Das Wichtigste in Kürze
- Die documenta 14 in Athen wurde im Vorfeld kontrovers diskutiert . Es wurde gemutmasst, dass sich die Kunst an der Krise Griechenlands berauschen würde.
- Die Schau beweist nun, dass ihr Konzept funktioniert. Sie ist politisch engagiert und etabliert Kunst als mächtigen Gegenpol zu Ökonomie und Politik .
- Die Kuratoren sind überzeugt, dass Kunst Räume öffnet, in denen sich die Gesellschaft neu begegnen kann .
Mit Kunst die Welt zu verstehen, das gehört zur DNA der documenta. Seit 1955 analysiert die Weltkunstschau den Zustand der Welt und reflektiert gleichzeitig die Rolle der Kunst in der Gesellschaft. Die diesjährige Ausgabe etabliert Kunst nicht ganz uneigennützig als mächtigen Gegenpol zu Ökonomie und Politik.
Der Entscheid des Kurators Adam Szymczyk, die documenta 14 nicht nur in Kassel, sondern zuerst in Athen abzuhalten, wurde im Vorfeld kontrovers diskutiert. Von Krisentourismus war die Rede, von imperialer Kulturpolitik, weil deutsches Geld ausgerechnet in Griechenland Kunst ermöglichen soll. Gemutmasst wurde auch, dass sich an dieser documenta Kunst an der Krise Griechenlands und der EU berauschen und bloss wichtigmachen würde.
Gratis essen und leerstehende Häuser
Nun wurde der Athener Teil der Weltkunstausstellung eröffnet und die Schau beweist allen voreiligen Kritiken zum Trotz, dass Szymczyks Konzept funktioniert. Rund 160 Künstlerinnen und Künstler nehmen Teil und zeigen ihre Werke an über 40 Veranstaltungsorten, die in der ganzen Stadt verteilt sind.
Darunter ist Rasheed Araeens Restaurant unter freiem Himmel auf dem Kotzia-Platz, wo zweimal täglich gratis gegessen werden kann. Oder Maria Eichhorns Projekt gegen die Immobilienspekulation mit leerstehenden Häusern in Athen. Weil viele Eigentümer die Eigentumssteuern nicht mehr zahlen können, profitieren Spekulanten von der Krise. Die deutsche Künstlerin schlägt vor, leerstehende Häuser als «un-owned property» vom Markt zu nehmen.

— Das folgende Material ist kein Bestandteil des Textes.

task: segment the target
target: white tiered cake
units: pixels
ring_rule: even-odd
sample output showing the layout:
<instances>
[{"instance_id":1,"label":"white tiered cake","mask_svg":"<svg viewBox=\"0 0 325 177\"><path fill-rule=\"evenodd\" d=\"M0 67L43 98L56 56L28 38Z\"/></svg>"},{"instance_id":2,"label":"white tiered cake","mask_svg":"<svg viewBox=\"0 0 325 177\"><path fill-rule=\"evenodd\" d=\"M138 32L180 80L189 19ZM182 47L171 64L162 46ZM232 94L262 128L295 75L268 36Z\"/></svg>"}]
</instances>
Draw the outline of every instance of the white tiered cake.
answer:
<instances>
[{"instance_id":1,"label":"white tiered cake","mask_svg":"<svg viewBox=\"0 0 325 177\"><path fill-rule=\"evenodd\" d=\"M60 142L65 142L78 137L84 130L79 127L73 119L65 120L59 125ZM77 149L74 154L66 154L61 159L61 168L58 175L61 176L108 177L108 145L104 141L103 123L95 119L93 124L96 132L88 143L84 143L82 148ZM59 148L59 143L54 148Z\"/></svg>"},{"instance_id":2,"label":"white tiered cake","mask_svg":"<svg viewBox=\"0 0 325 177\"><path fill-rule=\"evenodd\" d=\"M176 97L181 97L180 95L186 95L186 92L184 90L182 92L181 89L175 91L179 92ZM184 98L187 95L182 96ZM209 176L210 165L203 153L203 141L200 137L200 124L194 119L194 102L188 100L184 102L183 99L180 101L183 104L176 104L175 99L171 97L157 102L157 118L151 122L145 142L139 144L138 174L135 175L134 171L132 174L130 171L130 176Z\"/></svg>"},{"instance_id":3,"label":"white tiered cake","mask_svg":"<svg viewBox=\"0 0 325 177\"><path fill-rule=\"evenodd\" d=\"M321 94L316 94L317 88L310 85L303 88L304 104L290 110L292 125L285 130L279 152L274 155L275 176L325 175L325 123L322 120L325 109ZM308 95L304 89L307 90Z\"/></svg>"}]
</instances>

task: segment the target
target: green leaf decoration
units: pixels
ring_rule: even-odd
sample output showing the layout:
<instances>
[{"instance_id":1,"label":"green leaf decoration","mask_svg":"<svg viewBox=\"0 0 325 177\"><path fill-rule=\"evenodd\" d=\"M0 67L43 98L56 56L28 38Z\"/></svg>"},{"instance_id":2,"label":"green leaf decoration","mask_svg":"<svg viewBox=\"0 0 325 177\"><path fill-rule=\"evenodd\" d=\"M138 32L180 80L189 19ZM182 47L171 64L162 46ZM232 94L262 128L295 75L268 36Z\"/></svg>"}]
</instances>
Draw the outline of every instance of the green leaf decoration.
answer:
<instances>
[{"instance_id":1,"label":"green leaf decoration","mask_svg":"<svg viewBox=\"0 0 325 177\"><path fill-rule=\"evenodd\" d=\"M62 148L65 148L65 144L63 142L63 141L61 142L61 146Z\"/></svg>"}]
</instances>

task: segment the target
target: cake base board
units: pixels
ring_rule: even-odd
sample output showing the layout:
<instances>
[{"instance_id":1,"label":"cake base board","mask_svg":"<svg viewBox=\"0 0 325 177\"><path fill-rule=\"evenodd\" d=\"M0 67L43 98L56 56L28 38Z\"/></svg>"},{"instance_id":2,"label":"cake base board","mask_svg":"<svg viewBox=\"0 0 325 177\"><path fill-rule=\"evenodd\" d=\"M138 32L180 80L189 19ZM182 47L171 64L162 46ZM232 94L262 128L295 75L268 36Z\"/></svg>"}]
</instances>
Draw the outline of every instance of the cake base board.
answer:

Die Kunst der documenta 14 macht also vor, wie politische Selbstverantwortung geht: sich zum Beispiel bei einem gemeinsamen Essen austauschen und über Krisen diskutieren, um dann gemeinsam etwas gegen Missstände zu tun.
Politische Botschaften
Das politische Engagement ist auch in Werken spürbar, die ganz klassischen Kunstgattungen zuzurechnen sind. Der kurdische Künstler Hiwa K zeigt zum Beispiel seine Skulptur «one room apartment», bestehend aus einer Betontreppe, die auf eine kleine Plattform mit freistehendem Bett führt.

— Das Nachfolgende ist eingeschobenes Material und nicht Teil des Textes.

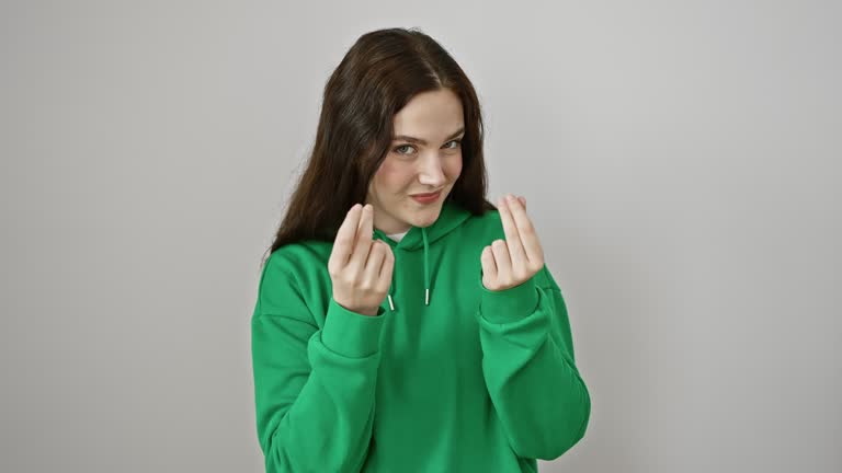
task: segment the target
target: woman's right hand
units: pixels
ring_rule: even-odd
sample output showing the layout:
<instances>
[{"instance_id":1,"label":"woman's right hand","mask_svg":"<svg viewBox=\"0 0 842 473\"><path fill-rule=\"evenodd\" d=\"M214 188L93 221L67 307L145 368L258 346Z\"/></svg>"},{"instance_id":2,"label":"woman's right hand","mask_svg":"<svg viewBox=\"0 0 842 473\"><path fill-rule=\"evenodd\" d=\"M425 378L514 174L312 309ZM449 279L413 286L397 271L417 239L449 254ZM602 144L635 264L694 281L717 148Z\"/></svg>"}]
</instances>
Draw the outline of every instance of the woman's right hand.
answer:
<instances>
[{"instance_id":1,"label":"woman's right hand","mask_svg":"<svg viewBox=\"0 0 842 473\"><path fill-rule=\"evenodd\" d=\"M365 315L377 310L391 286L395 255L388 243L374 240L374 208L354 205L337 232L328 261L333 300Z\"/></svg>"}]
</instances>

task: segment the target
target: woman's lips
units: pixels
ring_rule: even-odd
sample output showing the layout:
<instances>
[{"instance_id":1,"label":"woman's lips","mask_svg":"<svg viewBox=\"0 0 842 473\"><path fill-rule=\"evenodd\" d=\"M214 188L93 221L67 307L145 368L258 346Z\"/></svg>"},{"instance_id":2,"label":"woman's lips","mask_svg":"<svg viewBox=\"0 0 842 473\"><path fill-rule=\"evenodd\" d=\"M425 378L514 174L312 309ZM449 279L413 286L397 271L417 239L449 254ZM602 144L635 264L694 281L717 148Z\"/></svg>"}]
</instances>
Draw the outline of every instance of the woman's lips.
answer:
<instances>
[{"instance_id":1,"label":"woman's lips","mask_svg":"<svg viewBox=\"0 0 842 473\"><path fill-rule=\"evenodd\" d=\"M436 199L439 199L439 196L441 194L442 194L442 192L439 191L435 194L416 194L416 195L410 196L410 197L412 197L413 199L416 199L416 201L419 201L421 204L430 204L430 203L434 203Z\"/></svg>"}]
</instances>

Das kann ebenso als Kritik am Verlust der Privatsphäre gelesen werden, wie als Sinnbild für die Isolation, in der sich viele Migrantinnen befinden. Gleichzeitig erinnert die Skulptur an die vielen angefangenen und in der Krise nicht fertig gebauten Häuser, die in Athen zu entdecken sind.

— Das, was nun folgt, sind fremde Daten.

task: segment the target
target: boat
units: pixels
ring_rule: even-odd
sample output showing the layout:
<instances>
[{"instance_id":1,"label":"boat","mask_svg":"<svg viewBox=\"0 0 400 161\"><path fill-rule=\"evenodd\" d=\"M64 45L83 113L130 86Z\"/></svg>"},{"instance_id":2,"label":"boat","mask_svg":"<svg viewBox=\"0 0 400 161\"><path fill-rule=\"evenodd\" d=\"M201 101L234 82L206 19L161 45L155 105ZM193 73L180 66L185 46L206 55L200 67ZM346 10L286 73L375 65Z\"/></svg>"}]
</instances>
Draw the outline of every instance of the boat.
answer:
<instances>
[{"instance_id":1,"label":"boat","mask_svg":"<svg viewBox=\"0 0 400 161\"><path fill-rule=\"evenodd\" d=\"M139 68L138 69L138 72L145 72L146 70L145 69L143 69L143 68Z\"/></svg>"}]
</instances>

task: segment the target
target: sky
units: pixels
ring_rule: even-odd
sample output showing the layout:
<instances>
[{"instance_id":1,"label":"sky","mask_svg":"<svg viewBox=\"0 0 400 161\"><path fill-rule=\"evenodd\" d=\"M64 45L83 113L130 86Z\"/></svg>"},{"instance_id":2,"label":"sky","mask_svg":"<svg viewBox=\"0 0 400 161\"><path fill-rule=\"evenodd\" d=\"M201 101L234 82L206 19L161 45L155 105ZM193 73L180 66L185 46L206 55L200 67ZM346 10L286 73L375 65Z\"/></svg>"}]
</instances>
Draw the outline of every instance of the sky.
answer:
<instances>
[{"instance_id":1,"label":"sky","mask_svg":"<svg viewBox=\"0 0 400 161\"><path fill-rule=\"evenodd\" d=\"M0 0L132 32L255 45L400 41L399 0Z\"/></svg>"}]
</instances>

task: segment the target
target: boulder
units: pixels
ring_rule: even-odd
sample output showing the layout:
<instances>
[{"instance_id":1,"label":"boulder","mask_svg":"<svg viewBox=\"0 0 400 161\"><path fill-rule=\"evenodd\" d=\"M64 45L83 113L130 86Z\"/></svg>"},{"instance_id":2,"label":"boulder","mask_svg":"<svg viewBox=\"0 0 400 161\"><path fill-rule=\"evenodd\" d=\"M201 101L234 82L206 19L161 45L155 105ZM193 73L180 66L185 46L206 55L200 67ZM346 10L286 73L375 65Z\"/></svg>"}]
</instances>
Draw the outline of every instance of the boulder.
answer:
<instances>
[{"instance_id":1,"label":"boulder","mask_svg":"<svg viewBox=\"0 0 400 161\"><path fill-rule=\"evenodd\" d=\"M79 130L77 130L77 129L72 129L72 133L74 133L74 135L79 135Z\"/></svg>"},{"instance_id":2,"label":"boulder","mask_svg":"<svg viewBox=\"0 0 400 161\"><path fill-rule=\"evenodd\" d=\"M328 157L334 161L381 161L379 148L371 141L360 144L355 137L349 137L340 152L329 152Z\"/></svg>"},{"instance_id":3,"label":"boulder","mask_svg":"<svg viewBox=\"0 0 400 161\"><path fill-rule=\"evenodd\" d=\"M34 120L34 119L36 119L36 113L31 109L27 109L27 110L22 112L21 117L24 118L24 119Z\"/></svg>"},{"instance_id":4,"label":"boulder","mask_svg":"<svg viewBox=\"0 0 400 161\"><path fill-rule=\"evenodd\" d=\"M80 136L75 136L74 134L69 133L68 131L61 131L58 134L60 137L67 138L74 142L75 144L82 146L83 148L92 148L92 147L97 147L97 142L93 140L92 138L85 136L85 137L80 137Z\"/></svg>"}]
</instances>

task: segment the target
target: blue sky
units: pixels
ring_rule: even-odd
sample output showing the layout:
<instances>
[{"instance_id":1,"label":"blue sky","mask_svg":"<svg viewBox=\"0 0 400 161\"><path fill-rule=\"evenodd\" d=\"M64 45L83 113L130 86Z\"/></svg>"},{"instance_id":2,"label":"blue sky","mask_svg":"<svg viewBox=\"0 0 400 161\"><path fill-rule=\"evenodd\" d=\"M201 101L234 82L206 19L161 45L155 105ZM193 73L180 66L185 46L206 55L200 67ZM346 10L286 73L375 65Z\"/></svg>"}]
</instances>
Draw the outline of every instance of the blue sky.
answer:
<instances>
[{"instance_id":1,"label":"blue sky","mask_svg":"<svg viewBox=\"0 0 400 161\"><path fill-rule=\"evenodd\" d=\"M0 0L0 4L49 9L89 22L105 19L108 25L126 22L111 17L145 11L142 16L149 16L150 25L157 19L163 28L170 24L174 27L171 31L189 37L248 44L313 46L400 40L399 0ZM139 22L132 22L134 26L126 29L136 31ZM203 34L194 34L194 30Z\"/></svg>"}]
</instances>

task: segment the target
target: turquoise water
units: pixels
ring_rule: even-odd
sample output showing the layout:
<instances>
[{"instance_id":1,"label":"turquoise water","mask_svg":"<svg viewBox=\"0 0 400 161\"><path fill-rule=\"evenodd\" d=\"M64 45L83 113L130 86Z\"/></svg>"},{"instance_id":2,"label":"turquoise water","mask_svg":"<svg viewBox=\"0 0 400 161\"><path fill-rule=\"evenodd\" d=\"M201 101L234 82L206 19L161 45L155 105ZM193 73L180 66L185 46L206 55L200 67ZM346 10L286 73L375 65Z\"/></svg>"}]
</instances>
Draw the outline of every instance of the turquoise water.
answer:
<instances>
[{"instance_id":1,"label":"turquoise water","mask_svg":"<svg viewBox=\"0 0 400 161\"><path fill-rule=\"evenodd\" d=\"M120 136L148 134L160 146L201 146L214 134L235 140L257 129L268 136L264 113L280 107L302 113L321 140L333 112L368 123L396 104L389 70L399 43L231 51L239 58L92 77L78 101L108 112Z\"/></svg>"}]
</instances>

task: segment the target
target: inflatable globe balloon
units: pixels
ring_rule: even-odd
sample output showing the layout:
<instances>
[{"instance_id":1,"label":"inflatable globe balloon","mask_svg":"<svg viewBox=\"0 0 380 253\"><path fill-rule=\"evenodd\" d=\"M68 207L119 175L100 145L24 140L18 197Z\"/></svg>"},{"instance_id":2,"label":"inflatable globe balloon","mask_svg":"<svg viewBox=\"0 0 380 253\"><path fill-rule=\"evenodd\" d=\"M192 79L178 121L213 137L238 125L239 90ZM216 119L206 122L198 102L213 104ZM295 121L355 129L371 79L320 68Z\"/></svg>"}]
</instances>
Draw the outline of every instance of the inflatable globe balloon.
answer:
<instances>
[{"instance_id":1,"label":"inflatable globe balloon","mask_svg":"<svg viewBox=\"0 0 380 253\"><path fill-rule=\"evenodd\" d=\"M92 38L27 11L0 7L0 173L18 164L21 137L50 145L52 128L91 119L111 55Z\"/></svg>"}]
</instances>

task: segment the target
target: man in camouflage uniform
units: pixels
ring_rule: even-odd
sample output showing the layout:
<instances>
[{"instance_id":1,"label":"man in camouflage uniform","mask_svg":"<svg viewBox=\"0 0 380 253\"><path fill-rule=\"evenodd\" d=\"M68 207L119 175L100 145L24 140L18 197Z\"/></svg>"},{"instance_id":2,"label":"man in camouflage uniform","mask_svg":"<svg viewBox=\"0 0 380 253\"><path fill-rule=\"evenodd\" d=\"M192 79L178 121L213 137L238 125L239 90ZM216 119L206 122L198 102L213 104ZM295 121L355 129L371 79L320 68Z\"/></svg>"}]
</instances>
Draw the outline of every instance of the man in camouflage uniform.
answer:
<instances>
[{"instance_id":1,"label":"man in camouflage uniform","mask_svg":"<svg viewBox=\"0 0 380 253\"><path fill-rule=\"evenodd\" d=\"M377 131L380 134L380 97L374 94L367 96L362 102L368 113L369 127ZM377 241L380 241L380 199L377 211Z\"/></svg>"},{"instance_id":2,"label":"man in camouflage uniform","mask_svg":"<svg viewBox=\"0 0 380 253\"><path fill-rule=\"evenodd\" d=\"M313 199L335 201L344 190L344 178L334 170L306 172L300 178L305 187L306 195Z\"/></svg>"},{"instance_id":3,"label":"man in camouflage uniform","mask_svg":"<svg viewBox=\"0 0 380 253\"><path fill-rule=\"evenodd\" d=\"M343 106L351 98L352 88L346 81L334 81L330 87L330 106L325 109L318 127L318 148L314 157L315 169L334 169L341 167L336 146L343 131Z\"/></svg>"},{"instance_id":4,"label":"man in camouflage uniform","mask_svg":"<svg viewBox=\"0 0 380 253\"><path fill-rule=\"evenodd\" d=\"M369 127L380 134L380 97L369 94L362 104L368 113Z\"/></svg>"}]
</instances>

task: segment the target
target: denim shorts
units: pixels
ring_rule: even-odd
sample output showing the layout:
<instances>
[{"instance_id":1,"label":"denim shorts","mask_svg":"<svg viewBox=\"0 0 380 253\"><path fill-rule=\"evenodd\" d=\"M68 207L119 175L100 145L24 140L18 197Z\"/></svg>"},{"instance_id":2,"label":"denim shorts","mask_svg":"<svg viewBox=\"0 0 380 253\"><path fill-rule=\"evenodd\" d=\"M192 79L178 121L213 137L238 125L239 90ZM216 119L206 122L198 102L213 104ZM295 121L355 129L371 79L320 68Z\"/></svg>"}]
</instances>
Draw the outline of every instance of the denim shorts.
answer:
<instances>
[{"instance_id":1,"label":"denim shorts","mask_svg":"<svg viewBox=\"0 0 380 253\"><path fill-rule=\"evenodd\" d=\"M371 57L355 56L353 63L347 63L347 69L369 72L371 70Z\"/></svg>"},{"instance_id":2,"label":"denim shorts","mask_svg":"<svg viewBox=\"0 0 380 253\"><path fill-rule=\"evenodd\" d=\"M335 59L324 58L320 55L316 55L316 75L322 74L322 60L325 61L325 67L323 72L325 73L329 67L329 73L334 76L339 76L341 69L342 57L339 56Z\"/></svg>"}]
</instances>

Der kongolesische Maler Tshibumba Kanda-Matulu malt im Stil populärer Volkskunst farbenfrohe Bilder. Das wirkt naiv, aber nur auf den ersten Blick. Denn Kanda-Matulu hält die Schlüsselmomente der langen kongolesischen Kolonialgeschichte fest – so wie sie wohl im kollektiven kongolesischen Gedächtnis erinnert werden.
Weder zynisch noch naiv
Die Kunst hat etwas zu sagen zu den Krisen der Welt. Ja, manchmal wirkt die Kunst auf dieser documenta 14 in Athen fast etwas geschwätzig, weil so viele Krisen berücksichtigt werden müssen.
Alles, was schief geht, ist Thema für die documenta, würde ein Zyniker sagen. Und der naive Optimist würde wohl jubelnd die Hände in die Luft werfen, ob der Sensibilität für Unterdrückte aller Art.
Der documenta-Kurator Adam Szymczyk und seine Mitarbeiterinnen sind keins von beidem. Sie sind der Überzeugung, dass Kunst als Alternative zu Politik und Ökonomie einen Raum öffnet, in dem sich die Gesellschaft neu begegnen kann.
Um sich darüber auszutauschen, was wichtig ist oder was denn nun gilt. Denn wie Sokrates schon sagte: Am Anfang aller Erkenntnis steht das Eingeständnis der eigenen Unkenntnis.